Polônia lembra genocídio de seus nacionais na Ucrânia durante Segunda Guerra

Varsóvia, 11 jul (EFE).- A Polônia lembra nesta terça-feira, pela primeira vez com eventos e cerimônias de homenagem em diferentes pontos do país, as vítimas dos massacres cometidos na Ucrânia contra a população polonesa durante a Segunda Guerra Mundial, nos quais estima-se que morreram até 100 mil pessoas.

O parlamento polonês decidiu instaurar neste ano a data de 11 de julho como o dia nacional em lembrança do genocídio de poloneses na Ucrânia.

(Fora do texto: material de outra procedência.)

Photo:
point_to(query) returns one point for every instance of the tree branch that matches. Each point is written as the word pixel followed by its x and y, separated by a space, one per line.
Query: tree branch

Entre março de 1943 e o fim de 1944, grupos nacionalistas ucranianos fizeram uma operação de limpeza étnica no oeste da Ucrânia, que na época fazia parte do leste da Polônia, aproveitando que a região estava sob ocupação nazista.

A Polônia tinha ocupado anteriormente uma faixa do oeste da Ucrânia, que submeteu a uma forte "polonização" em anos anteriores, obrigando, por exemplo, o uso do seu idioma nas escolas e relegando a população de etnia ucraniana.

O dia 11 de julho coincide com o aniversário do conhecido na Polônia como o "domingo sangrento" de 1943, quando os nacionalistas ucranianos atacaram mais de 100 aldeias com maioria de população polonesa.

Segundo o Instituto para a Memória Nacional (IPN, sigla em polonês) da Polônia, os nacionalistas ucranianos desenvolveram um plano para "limpar de poloneses" a faixa ocidental da Ucrânia, com massacres sistemáticos que deixaram até 100 mil mortos, sob a indiferença e, em algumas ocasiões, com a colaboração das autoridades nazistas.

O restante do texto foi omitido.